Tuesday, September 14, 2004

8/11/2004

Well, I got through another night of dreaming, but this time it was less intense and today was my rest day of the week - only two lessons and lots of lesson planning.

Because of my class load, I haven't had a lot of time to think about the past couple of years or the next few months, but I'm filled with plenty of anxiety about it. I should say, I'm filled with anxiety about the both of them. I don't know if my accomplishments are tangible, and I don't know if I want to evaluate myself (period) and if I do, if I should evaluate myself on "results". In fact, I'd much rather leave the whole thing, figure out how I can use what I've learned here, be satisfied with who I am, and spend less time explicitly improving myself and instead just DOING and BEING. Which is the link between the last two years and the next.

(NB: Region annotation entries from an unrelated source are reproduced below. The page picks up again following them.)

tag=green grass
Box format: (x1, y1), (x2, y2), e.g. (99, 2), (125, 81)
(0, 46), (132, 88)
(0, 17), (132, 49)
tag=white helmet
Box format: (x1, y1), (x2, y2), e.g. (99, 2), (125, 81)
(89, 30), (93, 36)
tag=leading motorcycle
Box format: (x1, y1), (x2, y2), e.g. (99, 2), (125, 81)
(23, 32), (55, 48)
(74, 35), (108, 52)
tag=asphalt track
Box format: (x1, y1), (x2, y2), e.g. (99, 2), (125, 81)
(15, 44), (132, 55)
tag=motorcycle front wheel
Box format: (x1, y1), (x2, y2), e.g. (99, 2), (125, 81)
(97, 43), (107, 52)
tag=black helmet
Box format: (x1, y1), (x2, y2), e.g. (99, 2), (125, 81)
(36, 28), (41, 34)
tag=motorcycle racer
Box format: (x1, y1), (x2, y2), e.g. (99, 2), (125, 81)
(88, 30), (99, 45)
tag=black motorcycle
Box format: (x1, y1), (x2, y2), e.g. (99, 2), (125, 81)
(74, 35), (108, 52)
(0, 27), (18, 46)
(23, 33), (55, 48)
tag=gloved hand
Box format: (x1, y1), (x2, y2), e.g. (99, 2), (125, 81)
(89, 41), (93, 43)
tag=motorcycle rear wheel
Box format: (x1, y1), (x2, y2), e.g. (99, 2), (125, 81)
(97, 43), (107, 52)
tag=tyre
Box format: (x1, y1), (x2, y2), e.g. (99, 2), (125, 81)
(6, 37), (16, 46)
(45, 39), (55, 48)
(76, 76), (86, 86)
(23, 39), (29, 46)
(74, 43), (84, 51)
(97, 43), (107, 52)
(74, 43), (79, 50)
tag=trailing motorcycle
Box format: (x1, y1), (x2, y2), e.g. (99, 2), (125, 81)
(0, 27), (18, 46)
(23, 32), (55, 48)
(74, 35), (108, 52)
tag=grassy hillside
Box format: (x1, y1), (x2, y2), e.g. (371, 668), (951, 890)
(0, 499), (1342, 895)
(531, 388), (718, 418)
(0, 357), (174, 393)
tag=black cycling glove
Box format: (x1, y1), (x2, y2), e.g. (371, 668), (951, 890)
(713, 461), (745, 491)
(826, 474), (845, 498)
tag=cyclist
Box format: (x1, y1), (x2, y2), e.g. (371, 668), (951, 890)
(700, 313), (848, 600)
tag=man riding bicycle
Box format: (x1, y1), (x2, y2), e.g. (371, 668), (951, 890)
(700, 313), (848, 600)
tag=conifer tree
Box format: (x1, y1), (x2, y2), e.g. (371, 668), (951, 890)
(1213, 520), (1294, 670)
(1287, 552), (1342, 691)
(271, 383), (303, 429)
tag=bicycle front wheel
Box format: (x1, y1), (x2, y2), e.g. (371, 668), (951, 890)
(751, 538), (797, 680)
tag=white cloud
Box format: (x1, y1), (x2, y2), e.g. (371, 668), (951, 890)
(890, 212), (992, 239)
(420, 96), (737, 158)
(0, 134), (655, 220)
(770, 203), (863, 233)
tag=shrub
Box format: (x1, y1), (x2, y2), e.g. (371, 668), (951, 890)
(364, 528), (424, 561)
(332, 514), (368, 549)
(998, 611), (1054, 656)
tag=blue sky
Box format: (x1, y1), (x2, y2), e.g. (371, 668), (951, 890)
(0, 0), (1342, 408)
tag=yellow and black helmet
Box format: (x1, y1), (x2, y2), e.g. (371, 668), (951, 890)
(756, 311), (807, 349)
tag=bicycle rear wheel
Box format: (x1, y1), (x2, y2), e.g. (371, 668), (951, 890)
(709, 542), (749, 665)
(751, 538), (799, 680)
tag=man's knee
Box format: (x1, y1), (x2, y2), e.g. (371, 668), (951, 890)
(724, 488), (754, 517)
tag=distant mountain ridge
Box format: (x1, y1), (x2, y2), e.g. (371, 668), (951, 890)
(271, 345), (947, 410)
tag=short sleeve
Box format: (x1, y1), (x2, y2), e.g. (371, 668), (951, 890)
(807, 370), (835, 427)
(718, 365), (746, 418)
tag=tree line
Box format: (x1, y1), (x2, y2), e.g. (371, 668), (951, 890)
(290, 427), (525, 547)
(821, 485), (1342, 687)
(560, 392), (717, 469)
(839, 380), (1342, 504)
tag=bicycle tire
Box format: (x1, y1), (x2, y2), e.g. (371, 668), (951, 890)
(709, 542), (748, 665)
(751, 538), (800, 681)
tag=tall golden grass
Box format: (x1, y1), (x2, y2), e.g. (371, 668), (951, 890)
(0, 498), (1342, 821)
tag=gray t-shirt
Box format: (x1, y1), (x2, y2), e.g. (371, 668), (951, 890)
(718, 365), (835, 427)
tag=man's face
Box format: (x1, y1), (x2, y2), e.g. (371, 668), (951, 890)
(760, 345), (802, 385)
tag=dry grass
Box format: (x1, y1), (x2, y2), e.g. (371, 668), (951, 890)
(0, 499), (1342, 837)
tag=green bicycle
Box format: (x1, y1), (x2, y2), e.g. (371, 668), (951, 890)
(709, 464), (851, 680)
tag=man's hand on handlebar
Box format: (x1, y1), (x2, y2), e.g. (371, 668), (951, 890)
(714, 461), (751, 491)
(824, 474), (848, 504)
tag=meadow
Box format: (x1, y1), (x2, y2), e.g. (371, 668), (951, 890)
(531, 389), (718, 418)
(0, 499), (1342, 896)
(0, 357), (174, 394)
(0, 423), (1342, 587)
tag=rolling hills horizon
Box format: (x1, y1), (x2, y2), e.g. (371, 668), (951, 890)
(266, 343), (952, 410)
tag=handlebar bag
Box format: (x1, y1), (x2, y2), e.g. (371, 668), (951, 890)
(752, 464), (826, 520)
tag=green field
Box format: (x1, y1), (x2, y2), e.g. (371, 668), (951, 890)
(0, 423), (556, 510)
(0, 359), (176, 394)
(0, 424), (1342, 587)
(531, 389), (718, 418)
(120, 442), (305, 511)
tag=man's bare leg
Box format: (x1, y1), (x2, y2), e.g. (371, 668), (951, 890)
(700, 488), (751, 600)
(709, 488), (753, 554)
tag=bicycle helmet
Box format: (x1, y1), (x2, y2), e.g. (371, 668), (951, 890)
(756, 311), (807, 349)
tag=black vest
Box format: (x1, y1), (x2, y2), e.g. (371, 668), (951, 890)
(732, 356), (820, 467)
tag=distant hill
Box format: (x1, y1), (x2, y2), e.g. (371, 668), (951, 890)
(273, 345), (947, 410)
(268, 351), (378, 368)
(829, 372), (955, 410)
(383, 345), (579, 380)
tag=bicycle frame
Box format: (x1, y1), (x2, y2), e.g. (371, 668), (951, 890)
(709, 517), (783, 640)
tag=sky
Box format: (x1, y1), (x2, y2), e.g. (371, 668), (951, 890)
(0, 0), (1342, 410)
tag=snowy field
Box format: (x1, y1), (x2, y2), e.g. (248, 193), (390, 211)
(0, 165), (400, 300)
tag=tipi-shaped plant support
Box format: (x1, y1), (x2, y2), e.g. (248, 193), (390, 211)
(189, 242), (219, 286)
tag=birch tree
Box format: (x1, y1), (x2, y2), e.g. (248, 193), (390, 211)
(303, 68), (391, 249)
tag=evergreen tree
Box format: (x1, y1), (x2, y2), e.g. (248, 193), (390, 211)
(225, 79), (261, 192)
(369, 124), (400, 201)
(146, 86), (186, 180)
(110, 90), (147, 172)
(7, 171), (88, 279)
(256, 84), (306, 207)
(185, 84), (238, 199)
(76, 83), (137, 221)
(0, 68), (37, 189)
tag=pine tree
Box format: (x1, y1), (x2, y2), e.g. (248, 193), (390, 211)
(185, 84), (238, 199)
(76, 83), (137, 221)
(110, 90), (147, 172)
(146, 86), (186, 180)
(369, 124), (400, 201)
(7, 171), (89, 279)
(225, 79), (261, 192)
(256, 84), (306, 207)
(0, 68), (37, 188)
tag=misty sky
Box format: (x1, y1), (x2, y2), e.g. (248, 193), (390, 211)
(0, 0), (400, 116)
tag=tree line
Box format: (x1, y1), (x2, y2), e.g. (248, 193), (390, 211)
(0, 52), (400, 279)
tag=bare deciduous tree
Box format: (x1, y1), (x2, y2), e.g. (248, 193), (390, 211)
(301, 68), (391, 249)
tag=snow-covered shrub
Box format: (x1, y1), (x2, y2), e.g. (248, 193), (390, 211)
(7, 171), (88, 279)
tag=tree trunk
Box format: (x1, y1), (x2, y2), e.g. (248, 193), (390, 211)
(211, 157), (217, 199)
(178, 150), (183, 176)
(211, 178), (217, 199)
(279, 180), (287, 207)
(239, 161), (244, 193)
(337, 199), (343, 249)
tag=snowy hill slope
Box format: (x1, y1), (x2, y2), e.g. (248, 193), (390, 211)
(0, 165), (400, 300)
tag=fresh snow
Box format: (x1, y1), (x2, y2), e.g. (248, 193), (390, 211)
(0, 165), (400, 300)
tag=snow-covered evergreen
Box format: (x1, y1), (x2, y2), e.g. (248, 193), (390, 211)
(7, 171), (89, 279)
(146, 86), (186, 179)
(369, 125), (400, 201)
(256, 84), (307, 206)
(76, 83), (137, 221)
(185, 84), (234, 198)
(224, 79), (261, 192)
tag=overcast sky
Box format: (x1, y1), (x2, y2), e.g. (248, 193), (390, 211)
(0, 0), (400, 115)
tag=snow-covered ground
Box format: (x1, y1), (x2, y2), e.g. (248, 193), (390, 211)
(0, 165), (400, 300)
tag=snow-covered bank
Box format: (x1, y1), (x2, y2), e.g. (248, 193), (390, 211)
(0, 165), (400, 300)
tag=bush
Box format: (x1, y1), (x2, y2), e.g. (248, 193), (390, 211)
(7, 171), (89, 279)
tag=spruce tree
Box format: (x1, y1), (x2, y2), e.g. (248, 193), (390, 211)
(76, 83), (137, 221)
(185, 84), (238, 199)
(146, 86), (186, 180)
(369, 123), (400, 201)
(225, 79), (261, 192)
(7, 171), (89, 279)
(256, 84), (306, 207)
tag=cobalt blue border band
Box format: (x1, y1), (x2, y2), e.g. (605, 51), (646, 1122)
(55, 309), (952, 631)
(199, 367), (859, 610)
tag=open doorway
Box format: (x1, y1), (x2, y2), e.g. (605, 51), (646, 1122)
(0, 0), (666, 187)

So do I need to be in a new place to take a new approach to life? Am I ready to change gears, from the "student" to the "participant", or is it an unerasable part of me to always be the student, to always put as much on my plate as I can handle? Well, I'd like to try it. And I think I've come up with the parameters of the next step.

First, I have to be unconcerned with what others think about my decision and trust my own judgment. I think I've looked to others to validate my actions for long enough.

Second, I want to be close to those who I've grown close to back in the States - and do away with this seemingly interminable distance and silence.

Third, I want to have the time to listen and to live. I want to have the time to not fall into a routine, which implies a certain amount of business but not an excess.

Fourth, I want to change the world, and I know what that means. It means that you change how the people around you live in small but meaningful ways, enough so that those people will want to do the same thing. And I don't want the credit for it.